Again Urging Dong Yuhui to Learn from Sam
Live‑commerce star’s credibility under fresh attack
Dong Yuhui (董宇辉), one of China’s highest‑profile livestream hosts, has been propelled back into controversy after state broadcaster CCTV exposed an allegedly fake “Australian‑import” supplement sold under the brand Yousiyi (优思益). The report said the advertised Australian factory was in fact a car repair station and that “original import” claims, expert endorsements and international awards were paid for. It has been reported that Yousiyi’s ostensible Australian registrant, YARRA VIBE PTY LTD, shows an ASIC record of only AUD 100 in registered capital and an address that appears to be a mailbox — allegations public anti‑fraud campaigners have seized on. How many more strikes can his personal brand take?
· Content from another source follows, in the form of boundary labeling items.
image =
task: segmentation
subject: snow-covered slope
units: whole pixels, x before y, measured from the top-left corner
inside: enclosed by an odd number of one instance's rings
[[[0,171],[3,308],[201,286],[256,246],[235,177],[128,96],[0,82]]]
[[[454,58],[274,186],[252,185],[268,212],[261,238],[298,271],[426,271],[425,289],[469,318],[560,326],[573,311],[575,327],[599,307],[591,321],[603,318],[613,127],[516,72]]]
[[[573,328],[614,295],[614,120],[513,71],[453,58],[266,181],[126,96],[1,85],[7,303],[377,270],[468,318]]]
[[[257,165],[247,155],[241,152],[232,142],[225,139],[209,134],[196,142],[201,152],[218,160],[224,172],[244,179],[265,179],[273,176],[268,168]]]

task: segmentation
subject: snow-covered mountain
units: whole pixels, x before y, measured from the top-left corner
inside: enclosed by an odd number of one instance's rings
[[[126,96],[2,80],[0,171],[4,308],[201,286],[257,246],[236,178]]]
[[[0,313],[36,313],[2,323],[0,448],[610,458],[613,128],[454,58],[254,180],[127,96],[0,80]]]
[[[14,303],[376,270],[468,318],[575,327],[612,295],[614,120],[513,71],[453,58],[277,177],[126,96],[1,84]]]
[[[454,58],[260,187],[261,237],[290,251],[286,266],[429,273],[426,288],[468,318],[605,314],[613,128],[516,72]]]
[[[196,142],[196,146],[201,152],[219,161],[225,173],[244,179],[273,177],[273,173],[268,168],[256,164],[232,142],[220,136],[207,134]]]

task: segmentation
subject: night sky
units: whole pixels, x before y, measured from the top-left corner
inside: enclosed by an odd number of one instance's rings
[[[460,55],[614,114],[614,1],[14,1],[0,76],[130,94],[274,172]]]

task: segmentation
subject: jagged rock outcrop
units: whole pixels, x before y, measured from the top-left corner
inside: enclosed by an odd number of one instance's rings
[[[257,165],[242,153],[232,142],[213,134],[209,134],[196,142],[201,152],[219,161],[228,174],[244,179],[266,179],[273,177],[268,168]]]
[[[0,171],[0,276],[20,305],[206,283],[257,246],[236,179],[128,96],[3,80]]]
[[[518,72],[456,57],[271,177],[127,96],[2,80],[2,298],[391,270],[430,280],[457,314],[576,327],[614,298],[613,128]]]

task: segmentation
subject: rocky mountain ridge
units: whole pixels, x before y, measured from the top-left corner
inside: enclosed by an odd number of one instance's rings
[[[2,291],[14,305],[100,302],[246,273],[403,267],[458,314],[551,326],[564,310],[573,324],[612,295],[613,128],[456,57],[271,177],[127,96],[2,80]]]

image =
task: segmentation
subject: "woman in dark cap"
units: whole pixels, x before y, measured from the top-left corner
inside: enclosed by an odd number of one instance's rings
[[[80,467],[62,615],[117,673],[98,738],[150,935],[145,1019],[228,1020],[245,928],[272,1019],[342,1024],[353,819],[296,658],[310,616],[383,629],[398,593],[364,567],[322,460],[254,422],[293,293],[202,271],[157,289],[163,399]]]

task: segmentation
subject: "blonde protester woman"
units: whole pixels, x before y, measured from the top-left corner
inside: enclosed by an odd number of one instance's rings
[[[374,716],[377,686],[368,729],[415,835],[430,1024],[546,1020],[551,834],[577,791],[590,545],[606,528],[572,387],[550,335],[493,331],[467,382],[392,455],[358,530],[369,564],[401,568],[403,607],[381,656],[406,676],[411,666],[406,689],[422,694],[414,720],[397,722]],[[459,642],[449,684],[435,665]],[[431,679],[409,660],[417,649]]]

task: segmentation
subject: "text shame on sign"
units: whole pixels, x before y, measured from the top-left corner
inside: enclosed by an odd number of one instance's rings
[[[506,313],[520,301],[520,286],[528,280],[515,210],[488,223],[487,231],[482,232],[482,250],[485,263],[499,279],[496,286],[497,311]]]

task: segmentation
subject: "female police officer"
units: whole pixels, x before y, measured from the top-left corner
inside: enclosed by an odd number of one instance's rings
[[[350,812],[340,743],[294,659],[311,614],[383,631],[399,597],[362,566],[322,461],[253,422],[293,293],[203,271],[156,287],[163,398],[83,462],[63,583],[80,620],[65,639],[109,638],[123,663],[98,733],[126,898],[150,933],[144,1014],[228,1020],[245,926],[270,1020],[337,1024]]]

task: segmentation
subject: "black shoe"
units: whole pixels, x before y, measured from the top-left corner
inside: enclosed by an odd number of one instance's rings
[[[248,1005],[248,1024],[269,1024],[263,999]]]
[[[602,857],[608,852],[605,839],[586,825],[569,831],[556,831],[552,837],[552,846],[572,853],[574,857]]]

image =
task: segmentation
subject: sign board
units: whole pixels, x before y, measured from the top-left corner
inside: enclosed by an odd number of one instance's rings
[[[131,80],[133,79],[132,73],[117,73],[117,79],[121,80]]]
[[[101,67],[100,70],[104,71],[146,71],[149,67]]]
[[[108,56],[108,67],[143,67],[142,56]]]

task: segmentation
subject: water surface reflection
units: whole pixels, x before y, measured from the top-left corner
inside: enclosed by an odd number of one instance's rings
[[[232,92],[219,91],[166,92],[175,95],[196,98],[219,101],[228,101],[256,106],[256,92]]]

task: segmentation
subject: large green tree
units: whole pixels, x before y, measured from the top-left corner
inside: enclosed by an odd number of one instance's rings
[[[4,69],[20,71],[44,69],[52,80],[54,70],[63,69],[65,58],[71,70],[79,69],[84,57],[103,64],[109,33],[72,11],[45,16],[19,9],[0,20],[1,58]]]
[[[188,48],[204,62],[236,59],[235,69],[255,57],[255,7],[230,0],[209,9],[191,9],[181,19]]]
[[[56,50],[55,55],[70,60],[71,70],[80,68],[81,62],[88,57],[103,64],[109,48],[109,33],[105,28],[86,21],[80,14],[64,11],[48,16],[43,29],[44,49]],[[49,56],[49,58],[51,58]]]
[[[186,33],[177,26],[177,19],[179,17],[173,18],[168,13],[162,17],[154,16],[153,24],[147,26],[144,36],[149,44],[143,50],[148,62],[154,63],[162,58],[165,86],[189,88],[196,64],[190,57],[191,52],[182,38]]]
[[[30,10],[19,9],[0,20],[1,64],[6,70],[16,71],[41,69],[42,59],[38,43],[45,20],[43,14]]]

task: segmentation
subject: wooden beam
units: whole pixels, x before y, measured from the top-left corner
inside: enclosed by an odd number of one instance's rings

Supply‑chain gaps vs. audience trust
The product was sold via Dong’s flagship channel Yu Hui Tongxing (与辉同行), which reportedly generated between RMB 10–25 million in sales for the contested SKUs and has already announced full refunds. Dong has publicly described extensive testing and factory inspections — it has been reported that monthly testing costs run near RMB 1 million and that the team flagged nearly 200 firms for quality issues in 2024 — but critics say third‑party supply chains and paid endorsements leave persistent blind spots. Professional investigator Wang Hai (王海) has urged “退一赔三” (refund plus compensation), arguing the corporate structure behind the brand points to a mailbox company and mainland controllers, claims that CCTV and other watchdogs have amplified.
The “Sam” prescription: from personal IP to system trust
This episode revives an argument many analysts have been making: Dong needs to “Sam‑ify” — to build a membership‑style, self‑controlled supply chain akin to Sam’s Club (山姆) or the path taken by Oriental Selection (东方甄选). Systemic trust — predictable sourcing, vertical control and, where appropriate, paid members who value the assurance — can insulate a business from the volatility of single‑person IP. It has been reported that Sam’s model in China has amassed over 10.7 million paid members and generated large, stable revenues; similarly, Oriental Selection’s pivot to more self‑operated SKUs and membership experiments is cited by executives as a route to longer‑term resilience.
Urgency amid regulatory and market pressure
The broader context matters: China’s regulators and platforms have grown less tolerant of misleading cross‑border claims and e‑commerce fraud, and public patience for repeat product controversies is thin. Dong still commands rare consumer trust and big GMV — his livestreams reportedly reached about RMB 200 billion in annual sales — but that trust is finite. The lesson is practical, not ideological: convert personal brand capital into a verifiable, owned supply‑chain and membership model before a single high‑profile breach exhausts public and regulatory goodwill.